Much of Emily Teeter's research has continued to be devoted to the publication of objects from the Oriental Institute's excavation of Medinet Habu some sixty years ago. In late August, she traveled to Berlin to retrieve the "lost" documentation of the project. Among the material was a previously unknown manuscript for a catalogue of small finds from Medinet Habu produced by Rudolf Anthes, who worked at the site from 1931-33. Although sections of the manuscript did not survive, she has been piecing the selection of artifacts together from the object registers recovered from Berlin. Starting with the section on scarabs and seals, she is translating and heavily annotating the text with contextual information and where possible exact locations.
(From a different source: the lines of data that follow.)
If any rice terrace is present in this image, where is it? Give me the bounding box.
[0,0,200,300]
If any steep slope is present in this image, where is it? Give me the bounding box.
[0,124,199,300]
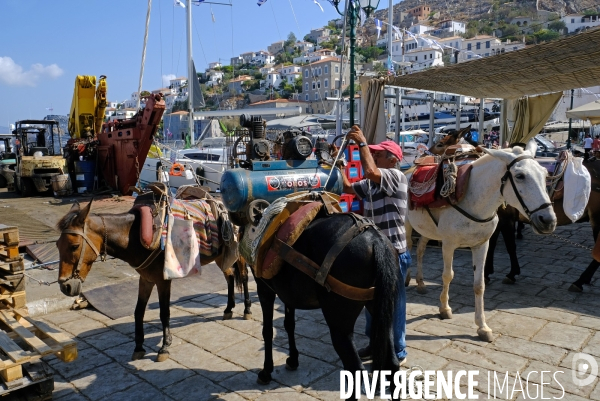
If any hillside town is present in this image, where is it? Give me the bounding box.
[96,4,600,137]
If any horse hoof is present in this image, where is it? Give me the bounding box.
[131,351,146,361]
[477,329,494,343]
[569,283,583,292]
[256,370,271,386]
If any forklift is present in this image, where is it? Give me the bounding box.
[13,120,67,197]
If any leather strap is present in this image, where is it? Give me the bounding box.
[450,203,496,225]
[315,214,375,285]
[272,239,375,301]
[134,246,162,270]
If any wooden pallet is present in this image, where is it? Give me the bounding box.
[0,224,20,262]
[0,309,77,383]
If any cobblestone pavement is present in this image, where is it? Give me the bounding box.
[27,219,600,401]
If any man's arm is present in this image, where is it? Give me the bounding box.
[347,125,381,184]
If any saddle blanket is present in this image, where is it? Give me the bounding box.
[162,198,219,280]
Her continuing work on figurines and votive beds from Medinet Habu has benefited tremendously from the recovery of the records.

In conjunction with her work, Emily gave lectures on Medinet Habu to the University of Arizona and to groups in the Chicago area including the James Henry Breasted Society. She gave a presentation on an important limestone statue of Amunhotep Son of Hapu from Medinet Habu at the annual meeting of the American Research Center in Egypt.

Publications for this year include an article on bronze votive tables in our collection and other museums in the volume in the memory of Klaus Baer (For His Ka: Essays Offered in Memory of Klaus Baer), and she contributed reviews to the Journal of Near Eastern Studies, Bibliotheca Orientalis, and The Classical Bulletin. A mass market book on Nubia, for which she served as consultant, appeared in the spring. Other projects include an article on the human body in ancient Egyptian texts, and the finalization of revisions on her 1990 dissertation in preparation for its publication.

Emily served as consultant for several other museums. She was responsible for writing the Egyptian sections of a script for an innovative CD gallery guide for the Seattle Art Museum. The program, which incorporates selections of ancient Egyptian texts and poetry, operates on newly developed hardware. The project was debuted at the annual meeting of the American Association of Museums in Seattle. She also served as a consultant for the Art Institute of Chicago's installation of Egyptian art in their new galleries of Classical and Ancient Art. She was responsible for the labels, the didactic information for the gallery, and also the Egyptian sections of the companion volume of Museum Studies.

She led several members' tours this year including "Oman, Bahrain, and Yemen," and "Egypt in New York." She also traveled independently in southeastern Turkey.